Ese mismo día, desde Conondo salió la guardia indígena hacia las Brisas. Adultos, mujeres y niños iban y transitaban por la ruta. Dos hombres, de aspecto indígena, caminaban cerca de la guardia. Se acercaron al puente donde estaban los soldados, tomaron una de las armas (una ametralladora M-60) y corrieron en desbandada. El Sargento se percató del robo y les apuntó con su fusil. Un miembro de la Guardia Indígena, testigo de la escena, se le paró al frente e impidió que disparara. El militar lo acusó de complicidad en el robo pero los indígenas se defienden diciendo que evitaron una tragedia, pues los ladrones se camuflaron entre la comunidad que caminaba por la zona.

“Los dos que se robaron el arma eran indígenas, pero no son de la comunidad sino de grupos armados. Los indígenas que hacen parte de grupos armados, dejan de pertenecer a la comunidad, son expulsados”, explicó el gobernador de Conondo, Cristóbal Sintuá, y agregó: “Si el arma estuviera en la comunidad, la Guardia Indígena la hubiera recuperado para entregarla al Ejército y habría castigado a los miembros involucrados. Pero al tratarse de grupos armados, la comunidad no puede asumir esa responsabilidad. Y no nos pueden tratar como si la comunidad fuera de guerrilleros”.

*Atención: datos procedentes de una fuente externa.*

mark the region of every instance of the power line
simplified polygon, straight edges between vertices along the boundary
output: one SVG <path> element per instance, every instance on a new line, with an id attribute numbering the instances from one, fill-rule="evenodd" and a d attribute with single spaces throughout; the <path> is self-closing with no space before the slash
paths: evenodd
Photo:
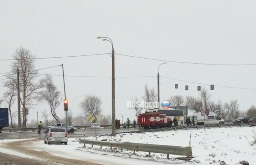
<path id="1" fill-rule="evenodd" d="M 166 79 L 170 79 L 171 80 L 177 80 L 178 81 L 184 81 L 184 82 L 190 82 L 190 83 L 194 83 L 194 84 L 201 84 L 206 85 L 210 85 L 210 84 L 204 84 L 204 83 L 202 83 L 194 82 L 193 82 L 193 81 L 185 81 L 185 80 L 179 80 L 178 79 L 172 79 L 172 78 L 169 78 L 169 77 L 164 77 L 163 76 L 160 76 L 160 77 L 162 77 L 165 78 Z M 219 86 L 219 87 L 224 87 L 224 88 L 235 88 L 235 89 L 248 89 L 248 90 L 256 90 L 256 89 L 252 88 L 240 88 L 240 87 L 236 87 L 228 86 L 221 86 L 221 85 L 214 85 L 214 86 Z"/>
<path id="2" fill-rule="evenodd" d="M 89 93 L 88 94 L 84 94 L 84 95 L 83 95 L 80 96 L 79 96 L 74 97 L 72 97 L 72 98 L 69 98 L 69 99 L 73 99 L 73 98 L 79 98 L 79 97 L 83 97 L 83 96 L 85 96 L 88 95 L 88 94 L 92 94 L 92 93 L 94 93 L 94 92 L 97 92 L 97 91 L 98 91 L 98 90 L 100 90 L 102 88 L 104 88 L 104 87 L 105 87 L 107 85 L 108 85 L 108 84 L 109 84 L 110 82 L 112 82 L 112 81 L 110 81 L 110 82 L 109 82 L 107 84 L 105 84 L 105 85 L 104 85 L 104 86 L 102 86 L 102 87 L 100 87 L 100 88 L 98 88 L 98 89 L 96 89 L 96 90 L 94 90 L 93 91 L 92 91 L 92 92 L 90 92 L 90 93 Z"/>
<path id="3" fill-rule="evenodd" d="M 93 54 L 90 55 L 70 55 L 68 56 L 59 56 L 59 57 L 38 57 L 38 58 L 32 58 L 31 59 L 59 59 L 62 58 L 70 58 L 70 57 L 86 57 L 86 56 L 92 56 L 95 55 L 104 55 L 109 54 L 109 53 L 101 53 L 101 54 Z M 1 61 L 14 61 L 14 60 L 19 60 L 21 59 L 0 59 Z"/>
<path id="4" fill-rule="evenodd" d="M 158 61 L 160 61 L 170 62 L 171 63 L 182 63 L 189 64 L 196 64 L 196 65 L 224 65 L 224 66 L 251 66 L 256 65 L 256 64 L 211 64 L 207 63 L 192 63 L 188 62 L 177 61 L 170 61 L 166 60 L 163 60 L 160 59 L 152 59 L 150 58 L 142 57 L 141 57 L 136 56 L 134 55 L 127 55 L 122 54 L 116 53 L 116 55 L 122 55 L 123 56 L 128 57 L 130 57 L 137 58 L 138 59 L 148 59 L 150 60 Z"/>
<path id="5" fill-rule="evenodd" d="M 53 75 L 53 74 L 39 74 L 39 75 L 50 75 L 51 76 L 63 76 L 61 75 Z M 87 78 L 112 78 L 111 77 L 107 76 L 76 76 L 72 75 L 65 75 L 65 77 L 87 77 Z M 115 78 L 146 78 L 146 77 L 156 77 L 156 76 L 128 76 L 128 77 L 115 77 Z"/>

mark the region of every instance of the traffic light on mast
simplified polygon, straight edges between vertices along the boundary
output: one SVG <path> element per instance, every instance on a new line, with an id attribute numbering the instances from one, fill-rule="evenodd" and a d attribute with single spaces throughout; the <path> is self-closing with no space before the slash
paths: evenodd
<path id="1" fill-rule="evenodd" d="M 63 102 L 64 102 L 64 110 L 68 111 L 68 99 L 64 99 Z"/>

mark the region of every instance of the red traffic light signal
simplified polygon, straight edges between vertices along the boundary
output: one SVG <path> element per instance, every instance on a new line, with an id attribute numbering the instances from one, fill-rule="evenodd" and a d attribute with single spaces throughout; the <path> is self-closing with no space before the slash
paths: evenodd
<path id="1" fill-rule="evenodd" d="M 64 110 L 68 111 L 68 99 L 64 99 L 64 100 L 63 100 L 63 102 L 64 103 Z"/>

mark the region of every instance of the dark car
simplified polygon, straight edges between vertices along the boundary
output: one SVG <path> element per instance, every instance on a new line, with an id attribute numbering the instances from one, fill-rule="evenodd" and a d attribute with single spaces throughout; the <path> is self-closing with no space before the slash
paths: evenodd
<path id="1" fill-rule="evenodd" d="M 240 117 L 233 120 L 233 123 L 241 124 L 243 123 L 248 123 L 248 121 L 251 118 L 251 117 Z"/>
<path id="2" fill-rule="evenodd" d="M 252 124 L 252 126 L 256 126 L 256 118 L 251 118 L 248 121 L 248 123 Z"/>

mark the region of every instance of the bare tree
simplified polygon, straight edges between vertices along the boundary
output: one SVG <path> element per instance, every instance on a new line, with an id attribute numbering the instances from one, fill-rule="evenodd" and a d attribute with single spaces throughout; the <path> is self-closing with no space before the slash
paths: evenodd
<path id="1" fill-rule="evenodd" d="M 181 95 L 172 96 L 169 99 L 172 106 L 181 106 L 184 102 L 184 98 Z"/>
<path id="2" fill-rule="evenodd" d="M 11 82 L 10 82 L 9 81 L 10 81 L 10 80 L 8 80 L 8 81 L 6 82 L 4 85 L 4 87 L 7 88 L 8 90 L 4 94 L 4 100 L 3 100 L 3 101 L 5 102 L 8 106 L 9 114 L 10 119 L 11 120 L 11 126 L 13 128 L 12 119 L 15 113 L 13 113 L 12 112 L 12 106 L 14 103 L 15 97 L 16 96 L 16 93 L 15 91 L 16 87 L 15 84 L 12 83 Z M 11 81 L 12 81 L 12 80 Z"/>
<path id="3" fill-rule="evenodd" d="M 137 102 L 140 101 L 139 99 L 137 98 L 137 97 L 135 96 L 135 98 L 134 100 L 132 100 L 132 102 Z M 141 114 L 141 112 L 143 110 L 143 108 L 140 107 L 138 107 L 137 106 L 135 106 L 134 108 L 135 111 L 136 111 L 136 116 L 138 116 L 140 114 Z"/>
<path id="4" fill-rule="evenodd" d="M 156 94 L 154 88 L 150 89 L 147 84 L 144 86 L 144 96 L 142 98 L 146 102 L 154 102 L 156 101 Z"/>
<path id="5" fill-rule="evenodd" d="M 45 120 L 45 122 L 46 123 L 46 126 L 49 126 L 49 120 L 48 120 L 48 116 L 50 115 L 47 113 L 46 110 L 44 110 L 42 112 L 42 114 L 43 115 L 43 117 L 44 118 L 44 120 Z"/>
<path id="6" fill-rule="evenodd" d="M 206 110 L 208 108 L 210 99 L 211 98 L 211 95 L 208 92 L 207 90 L 205 88 L 202 88 L 202 90 L 200 91 L 199 94 L 201 97 L 201 99 L 203 105 L 204 109 Z"/>
<path id="7" fill-rule="evenodd" d="M 246 116 L 250 117 L 256 117 L 256 107 L 253 105 L 247 110 L 246 112 Z"/>
<path id="8" fill-rule="evenodd" d="M 226 102 L 224 106 L 226 115 L 228 120 L 232 120 L 237 118 L 239 115 L 239 105 L 237 103 L 236 100 L 232 100 L 229 103 Z"/>
<path id="9" fill-rule="evenodd" d="M 61 102 L 60 92 L 58 90 L 57 86 L 53 83 L 52 76 L 50 75 L 46 75 L 45 79 L 41 80 L 40 84 L 44 88 L 44 90 L 40 92 L 40 95 L 48 102 L 52 116 L 57 122 L 59 122 L 56 109 Z"/>
<path id="10" fill-rule="evenodd" d="M 72 112 L 70 110 L 68 110 L 68 111 L 67 112 L 67 118 L 68 119 L 68 125 L 71 126 L 72 125 L 72 122 L 73 122 L 72 116 L 73 114 Z"/>
<path id="11" fill-rule="evenodd" d="M 82 113 L 86 116 L 89 114 L 94 116 L 99 114 L 101 112 L 101 103 L 100 98 L 96 96 L 88 95 L 81 102 L 80 107 Z"/>
<path id="12" fill-rule="evenodd" d="M 37 90 L 39 85 L 35 82 L 38 76 L 38 71 L 35 70 L 35 56 L 28 49 L 20 47 L 17 49 L 12 56 L 14 61 L 12 64 L 11 72 L 17 73 L 17 68 L 20 74 L 20 102 L 22 106 L 23 127 L 26 127 L 28 114 L 28 110 L 33 106 L 34 101 L 37 100 Z M 12 85 L 17 82 L 16 77 L 10 75 L 7 76 L 9 83 L 7 85 Z"/>
<path id="13" fill-rule="evenodd" d="M 222 104 L 221 100 L 219 100 L 217 103 L 215 104 L 216 108 L 215 113 L 219 116 L 222 118 L 225 118 L 224 112 L 224 105 Z"/>
<path id="14" fill-rule="evenodd" d="M 196 112 L 200 112 L 202 110 L 202 104 L 201 100 L 192 96 L 187 96 L 186 97 L 186 105 L 188 109 L 193 110 Z"/>

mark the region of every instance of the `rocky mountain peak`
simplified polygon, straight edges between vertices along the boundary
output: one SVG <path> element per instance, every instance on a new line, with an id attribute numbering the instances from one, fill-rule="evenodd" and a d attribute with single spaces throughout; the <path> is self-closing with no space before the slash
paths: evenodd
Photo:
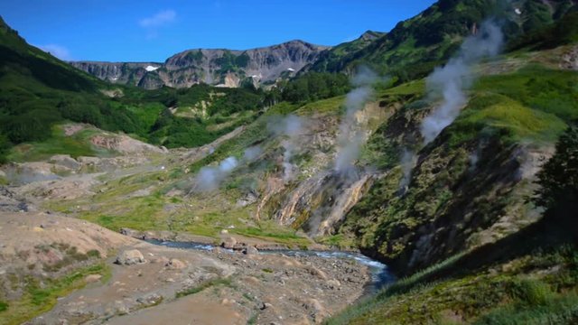
<path id="1" fill-rule="evenodd" d="M 78 61 L 70 64 L 104 80 L 145 88 L 186 88 L 200 82 L 238 87 L 246 79 L 271 82 L 280 77 L 292 76 L 329 49 L 329 46 L 294 40 L 249 50 L 187 50 L 168 58 L 164 63 Z"/>

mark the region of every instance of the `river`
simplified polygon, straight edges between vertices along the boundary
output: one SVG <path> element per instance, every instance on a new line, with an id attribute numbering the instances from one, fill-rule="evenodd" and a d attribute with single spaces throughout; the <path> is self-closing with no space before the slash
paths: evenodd
<path id="1" fill-rule="evenodd" d="M 172 248 L 194 249 L 210 251 L 215 247 L 214 245 L 200 244 L 193 242 L 177 242 L 177 241 L 163 241 L 156 239 L 146 239 L 146 242 L 154 245 L 163 246 Z M 224 249 L 225 251 L 233 252 L 233 250 Z M 317 250 L 300 250 L 300 249 L 273 249 L 260 250 L 259 254 L 283 254 L 287 256 L 319 256 L 322 258 L 337 259 L 346 258 L 354 259 L 358 263 L 367 265 L 371 273 L 371 280 L 366 284 L 365 294 L 370 295 L 377 293 L 384 286 L 390 284 L 396 281 L 396 277 L 389 272 L 387 265 L 385 264 L 368 257 L 359 253 L 344 252 L 344 251 L 317 251 Z"/>

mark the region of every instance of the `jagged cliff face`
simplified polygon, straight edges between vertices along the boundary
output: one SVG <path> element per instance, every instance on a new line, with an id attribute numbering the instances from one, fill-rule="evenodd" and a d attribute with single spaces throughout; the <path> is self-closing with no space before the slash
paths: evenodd
<path id="1" fill-rule="evenodd" d="M 243 82 L 267 83 L 294 75 L 314 62 L 329 47 L 292 41 L 247 51 L 189 50 L 164 63 L 77 61 L 74 67 L 103 80 L 144 88 L 187 88 L 200 82 L 239 87 Z"/>

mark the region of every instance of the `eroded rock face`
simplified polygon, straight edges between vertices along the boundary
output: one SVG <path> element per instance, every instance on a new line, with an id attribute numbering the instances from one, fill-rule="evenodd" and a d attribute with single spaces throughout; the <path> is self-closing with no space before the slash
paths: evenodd
<path id="1" fill-rule="evenodd" d="M 282 75 L 294 75 L 314 62 L 329 47 L 291 41 L 247 51 L 189 50 L 167 59 L 164 63 L 70 62 L 98 79 L 113 83 L 132 84 L 147 89 L 163 86 L 188 88 L 198 83 L 238 87 L 244 78 L 251 82 L 273 81 Z M 232 60 L 238 71 L 224 70 Z"/>

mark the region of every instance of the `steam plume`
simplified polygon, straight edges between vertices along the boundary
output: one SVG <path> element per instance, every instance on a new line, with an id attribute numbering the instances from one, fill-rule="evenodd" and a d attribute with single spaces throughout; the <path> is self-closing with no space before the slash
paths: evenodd
<path id="1" fill-rule="evenodd" d="M 409 181 L 412 178 L 412 170 L 415 165 L 415 153 L 407 149 L 404 149 L 404 153 L 401 156 L 401 170 L 404 173 L 401 181 L 399 181 L 399 190 L 405 193 L 409 186 Z"/>
<path id="2" fill-rule="evenodd" d="M 373 96 L 371 84 L 378 80 L 378 75 L 366 67 L 361 67 L 351 79 L 356 87 L 347 94 L 345 99 L 345 116 L 340 125 L 337 138 L 338 152 L 335 157 L 335 171 L 346 172 L 353 166 L 353 162 L 359 156 L 359 149 L 364 141 L 362 130 L 356 129 L 355 113 L 363 108 Z"/>
<path id="3" fill-rule="evenodd" d="M 471 86 L 471 66 L 484 57 L 495 56 L 504 42 L 502 32 L 493 21 L 481 23 L 480 32 L 466 38 L 460 52 L 443 68 L 437 68 L 427 79 L 430 95 L 442 98 L 443 103 L 422 122 L 421 133 L 425 144 L 429 144 L 451 125 L 467 102 L 464 90 Z"/>
<path id="4" fill-rule="evenodd" d="M 283 180 L 285 181 L 293 180 L 295 174 L 296 166 L 291 163 L 291 158 L 297 148 L 297 136 L 303 133 L 303 119 L 295 115 L 272 118 L 267 124 L 269 132 L 275 135 L 287 136 L 281 142 L 281 145 L 284 149 L 283 153 Z"/>
<path id="5" fill-rule="evenodd" d="M 238 165 L 238 162 L 237 158 L 231 156 L 221 161 L 219 166 L 205 166 L 201 168 L 195 180 L 195 190 L 198 191 L 217 190 L 220 182 L 228 176 Z"/>

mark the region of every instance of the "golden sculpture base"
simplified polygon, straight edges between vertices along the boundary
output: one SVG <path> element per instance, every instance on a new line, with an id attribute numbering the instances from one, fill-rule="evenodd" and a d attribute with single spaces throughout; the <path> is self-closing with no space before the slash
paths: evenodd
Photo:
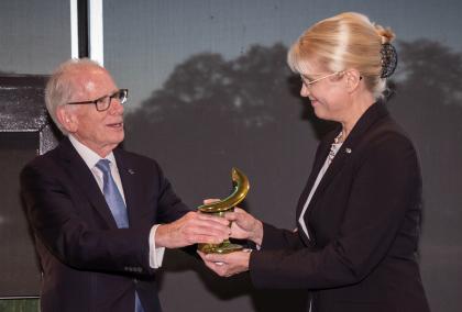
<path id="1" fill-rule="evenodd" d="M 244 247 L 238 244 L 232 244 L 229 241 L 226 241 L 221 244 L 199 244 L 198 249 L 204 254 L 230 254 L 234 252 L 240 252 Z"/>

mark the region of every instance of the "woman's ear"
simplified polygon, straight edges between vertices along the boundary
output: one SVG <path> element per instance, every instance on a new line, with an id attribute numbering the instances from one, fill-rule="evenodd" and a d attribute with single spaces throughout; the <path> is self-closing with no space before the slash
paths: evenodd
<path id="1" fill-rule="evenodd" d="M 356 69 L 348 69 L 344 74 L 346 77 L 346 88 L 349 92 L 353 92 L 360 86 L 360 81 L 363 79 L 361 73 Z"/>
<path id="2" fill-rule="evenodd" d="M 75 133 L 77 131 L 78 123 L 75 114 L 69 112 L 64 105 L 56 108 L 56 119 L 68 133 Z"/>

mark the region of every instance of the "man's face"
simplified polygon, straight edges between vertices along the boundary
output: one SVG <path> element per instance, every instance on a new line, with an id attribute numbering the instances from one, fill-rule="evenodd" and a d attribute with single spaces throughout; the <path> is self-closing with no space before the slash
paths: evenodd
<path id="1" fill-rule="evenodd" d="M 74 92 L 72 102 L 92 101 L 118 90 L 108 71 L 98 67 L 72 73 Z M 69 131 L 80 143 L 106 157 L 123 141 L 123 107 L 112 99 L 106 111 L 97 111 L 95 104 L 65 105 L 74 122 Z"/>

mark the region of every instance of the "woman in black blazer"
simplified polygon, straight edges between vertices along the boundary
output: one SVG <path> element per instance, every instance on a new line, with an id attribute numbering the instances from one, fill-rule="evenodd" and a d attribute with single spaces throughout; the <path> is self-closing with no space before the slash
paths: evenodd
<path id="1" fill-rule="evenodd" d="M 391 30 L 359 13 L 308 29 L 288 64 L 316 115 L 339 122 L 320 143 L 297 207 L 297 230 L 243 210 L 229 213 L 232 237 L 251 253 L 204 255 L 220 276 L 250 271 L 261 288 L 310 290 L 307 311 L 429 311 L 416 252 L 421 176 L 416 151 L 381 102 L 396 67 Z"/>

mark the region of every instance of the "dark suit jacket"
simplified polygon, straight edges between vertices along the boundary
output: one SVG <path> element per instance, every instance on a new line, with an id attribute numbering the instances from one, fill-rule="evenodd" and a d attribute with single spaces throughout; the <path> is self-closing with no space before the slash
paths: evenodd
<path id="1" fill-rule="evenodd" d="M 340 127 L 320 143 L 297 220 Z M 312 290 L 314 312 L 429 311 L 416 259 L 421 176 L 383 103 L 358 121 L 305 213 L 309 236 L 264 225 L 251 255 L 257 287 Z"/>
<path id="2" fill-rule="evenodd" d="M 134 310 L 135 290 L 145 312 L 161 311 L 148 233 L 188 208 L 158 165 L 113 151 L 130 229 L 118 229 L 95 177 L 68 138 L 36 157 L 21 174 L 21 188 L 43 269 L 42 312 Z"/>

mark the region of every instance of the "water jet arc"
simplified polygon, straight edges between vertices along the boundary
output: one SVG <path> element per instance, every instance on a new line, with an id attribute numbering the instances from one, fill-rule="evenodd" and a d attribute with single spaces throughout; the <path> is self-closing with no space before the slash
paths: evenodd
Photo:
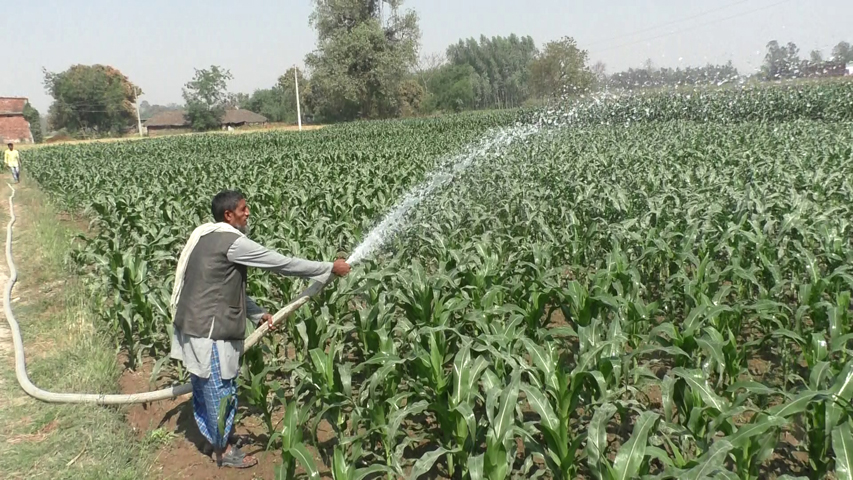
<path id="1" fill-rule="evenodd" d="M 7 185 L 9 185 L 7 183 Z M 192 394 L 192 385 L 185 383 L 176 385 L 162 390 L 156 390 L 145 393 L 132 394 L 99 394 L 99 393 L 56 393 L 42 390 L 33 384 L 30 377 L 27 375 L 26 358 L 24 357 L 24 343 L 21 339 L 21 329 L 18 321 L 15 319 L 15 314 L 12 312 L 12 288 L 18 280 L 18 270 L 15 268 L 15 261 L 12 259 L 12 225 L 15 224 L 15 206 L 12 199 L 15 197 L 15 189 L 12 189 L 12 195 L 9 196 L 9 223 L 6 225 L 6 264 L 9 266 L 9 280 L 6 281 L 6 291 L 3 294 L 3 309 L 6 313 L 6 322 L 9 323 L 9 328 L 12 330 L 12 342 L 15 347 L 15 376 L 18 383 L 27 395 L 47 403 L 90 403 L 96 405 L 129 405 L 134 403 L 150 403 L 161 400 L 169 400 L 182 395 Z M 334 277 L 332 277 L 333 279 Z M 330 279 L 329 281 L 331 281 Z M 273 315 L 272 323 L 276 325 L 285 318 L 293 314 L 299 307 L 308 303 L 311 297 L 320 293 L 326 284 L 322 282 L 314 282 L 306 288 L 295 300 L 287 304 L 284 308 Z M 261 324 L 248 338 L 244 341 L 244 348 L 248 350 L 254 346 L 263 337 L 269 326 L 266 323 Z"/>

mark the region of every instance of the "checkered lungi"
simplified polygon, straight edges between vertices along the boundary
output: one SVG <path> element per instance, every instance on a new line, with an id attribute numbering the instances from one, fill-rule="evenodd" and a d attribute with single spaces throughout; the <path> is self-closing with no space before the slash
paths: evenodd
<path id="1" fill-rule="evenodd" d="M 210 349 L 210 377 L 190 374 L 190 381 L 195 423 L 213 448 L 223 450 L 228 445 L 237 412 L 237 379 L 222 379 L 216 345 Z"/>

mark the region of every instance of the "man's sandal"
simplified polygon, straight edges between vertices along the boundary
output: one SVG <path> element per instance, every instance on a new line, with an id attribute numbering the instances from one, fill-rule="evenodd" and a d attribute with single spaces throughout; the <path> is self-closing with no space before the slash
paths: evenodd
<path id="1" fill-rule="evenodd" d="M 233 445 L 228 450 L 228 452 L 222 455 L 221 460 L 216 461 L 216 465 L 218 465 L 219 467 L 231 468 L 249 468 L 254 467 L 257 464 L 257 458 L 252 458 L 252 460 L 247 461 L 246 454 Z"/>

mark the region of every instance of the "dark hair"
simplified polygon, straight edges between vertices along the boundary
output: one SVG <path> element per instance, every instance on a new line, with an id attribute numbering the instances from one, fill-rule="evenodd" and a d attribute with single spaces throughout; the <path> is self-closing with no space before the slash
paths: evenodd
<path id="1" fill-rule="evenodd" d="M 223 190 L 217 193 L 210 202 L 210 213 L 213 214 L 213 219 L 217 222 L 225 221 L 225 212 L 237 210 L 237 204 L 245 199 L 246 197 L 239 190 Z"/>

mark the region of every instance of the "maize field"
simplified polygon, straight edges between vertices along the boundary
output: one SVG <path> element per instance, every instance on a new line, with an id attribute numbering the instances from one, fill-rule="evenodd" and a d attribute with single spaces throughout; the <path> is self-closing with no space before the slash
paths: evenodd
<path id="1" fill-rule="evenodd" d="M 91 219 L 73 264 L 106 328 L 179 380 L 174 268 L 217 191 L 247 196 L 259 243 L 331 261 L 443 159 L 533 122 L 246 353 L 241 403 L 279 477 L 853 480 L 853 83 L 57 146 L 27 165 Z M 270 311 L 302 288 L 250 270 Z"/>

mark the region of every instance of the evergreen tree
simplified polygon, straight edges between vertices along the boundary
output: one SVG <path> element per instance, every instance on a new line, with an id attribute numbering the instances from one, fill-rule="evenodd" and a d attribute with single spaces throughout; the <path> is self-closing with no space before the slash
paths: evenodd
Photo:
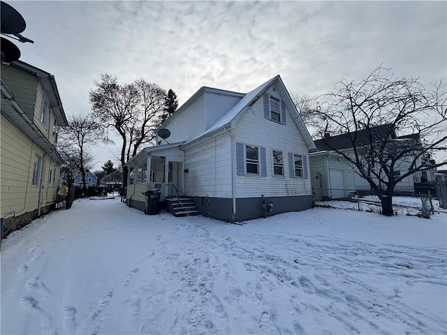
<path id="1" fill-rule="evenodd" d="M 169 89 L 166 100 L 163 108 L 163 114 L 160 117 L 160 124 L 163 123 L 169 117 L 170 117 L 177 110 L 179 105 L 179 100 L 177 98 L 175 92 Z"/>
<path id="2" fill-rule="evenodd" d="M 104 163 L 103 166 L 101 166 L 101 168 L 104 170 L 106 175 L 111 174 L 117 170 L 113 168 L 113 163 L 112 163 L 112 161 L 110 159 Z"/>

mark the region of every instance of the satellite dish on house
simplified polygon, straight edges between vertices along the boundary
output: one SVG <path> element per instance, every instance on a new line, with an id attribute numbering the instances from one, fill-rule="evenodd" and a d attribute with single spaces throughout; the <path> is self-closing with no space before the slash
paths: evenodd
<path id="1" fill-rule="evenodd" d="M 169 129 L 163 128 L 159 131 L 159 136 L 160 136 L 163 140 L 167 139 L 169 136 L 170 136 L 170 131 Z"/>
<path id="2" fill-rule="evenodd" d="M 169 131 L 169 129 L 166 129 L 166 128 L 160 129 L 159 131 L 159 136 L 160 136 L 163 140 L 166 140 L 169 136 L 170 136 L 170 131 Z"/>
<path id="3" fill-rule="evenodd" d="M 9 40 L 1 38 L 1 62 L 10 63 L 20 58 L 20 50 Z"/>
<path id="4" fill-rule="evenodd" d="M 15 35 L 25 30 L 27 24 L 23 17 L 8 3 L 1 1 L 1 34 Z M 1 42 L 3 43 L 3 40 Z"/>
<path id="5" fill-rule="evenodd" d="M 166 128 L 164 128 L 163 129 L 160 129 L 159 131 L 159 136 L 160 136 L 165 141 L 166 141 L 166 139 L 169 136 L 170 136 L 170 131 L 169 131 L 169 129 L 166 129 Z M 170 144 L 168 141 L 166 141 L 166 143 L 168 143 L 168 144 Z"/>

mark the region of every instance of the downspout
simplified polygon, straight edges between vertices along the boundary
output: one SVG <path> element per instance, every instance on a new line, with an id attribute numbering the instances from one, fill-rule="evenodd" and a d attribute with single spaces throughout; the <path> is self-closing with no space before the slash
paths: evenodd
<path id="1" fill-rule="evenodd" d="M 329 166 L 328 166 L 328 156 L 324 156 L 324 168 L 326 170 L 326 187 L 328 188 L 328 196 L 332 198 L 332 190 L 330 188 L 330 175 L 329 174 Z"/>
<path id="2" fill-rule="evenodd" d="M 130 168 L 130 165 L 129 166 Z M 137 167 L 137 163 L 134 163 L 133 164 L 133 175 L 135 176 L 135 169 Z M 127 172 L 127 184 L 129 185 L 129 182 L 130 181 L 130 177 L 131 174 L 130 174 L 130 169 L 129 169 L 128 172 Z M 133 193 L 132 193 L 132 195 L 131 195 L 129 198 L 129 207 L 132 207 L 132 202 L 131 202 L 131 201 L 132 200 L 132 197 L 135 195 L 135 189 L 136 188 L 136 185 L 135 184 L 135 177 L 133 177 Z"/>
<path id="3" fill-rule="evenodd" d="M 43 188 L 43 175 L 45 174 L 45 157 L 47 156 L 47 154 L 44 154 L 42 157 L 42 168 L 41 169 L 41 180 L 39 181 L 39 195 L 37 200 L 37 216 L 41 216 L 41 209 L 42 207 L 42 204 L 41 203 L 42 199 L 42 188 Z"/>
<path id="4" fill-rule="evenodd" d="M 235 165 L 234 165 L 234 143 L 235 135 L 231 134 L 231 130 L 228 131 L 228 128 L 225 128 L 225 132 L 230 135 L 231 139 L 231 198 L 233 200 L 233 213 L 231 214 L 231 223 L 235 223 L 235 216 L 236 215 L 236 194 L 235 193 Z"/>

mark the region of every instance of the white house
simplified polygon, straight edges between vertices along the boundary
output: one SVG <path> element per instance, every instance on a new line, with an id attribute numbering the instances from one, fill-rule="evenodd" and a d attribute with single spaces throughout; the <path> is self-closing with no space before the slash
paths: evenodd
<path id="1" fill-rule="evenodd" d="M 144 210 L 154 188 L 161 201 L 187 196 L 202 215 L 230 222 L 265 215 L 266 202 L 272 214 L 312 206 L 314 142 L 279 75 L 246 94 L 200 88 L 156 140 L 126 164 L 129 206 Z"/>
<path id="2" fill-rule="evenodd" d="M 98 177 L 89 171 L 85 172 L 85 186 L 89 188 L 90 187 L 96 187 Z M 75 176 L 73 183 L 73 186 L 84 187 L 82 184 L 82 174 L 79 173 Z"/>

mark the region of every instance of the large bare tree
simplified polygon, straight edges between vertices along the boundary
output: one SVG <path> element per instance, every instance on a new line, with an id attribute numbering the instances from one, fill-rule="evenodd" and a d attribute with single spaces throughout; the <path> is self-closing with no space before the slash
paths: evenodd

Debido al incidente, todos los cabildos de la zona se reunieron el 16 de enero: “Ahora las instituciones que trabajan en el retorno dicen que si el arma no aparece, van a suspender los proyectos y nuestro temor es que si eso pasa, la gente puede terminar otra vez desplazada” dijo el Gobernador. Sin embargo, quince días después, se vieron con representantes de las instituciones implicadas en el proceso de retorno (Unidad de Víctimas y el DPS). En el encuentro elevaron su alerta ante las amenazas de cancelación de ayudas. Por fortuna, explicaron los Embera, esas instituciones desvirtuaron cualquier suspensión del plan de asistencia. Al día de hoy, la presión de los militares también disminuyó.

No obstante los acercamiento, Juan Carlos Murillo, líder de Paságueda, comentó su temor por la situación: “Para nosotros sería bueno que hicieran la paz en La Habana porque se acabaría la violencia en el territorio y estaríamos tranquilos en el campo. Pero lo que yo veo es que no se va a hacer la paz, porque las FARC siguen matando gente en otros departamentos. Ya entendemos que para todos ellos la guerra es un negocio”.

En Alto Andágueda esperan que el Gobierno cumpla a cabalidad con los compromisos que tiene con las víctimas del conflicto armado.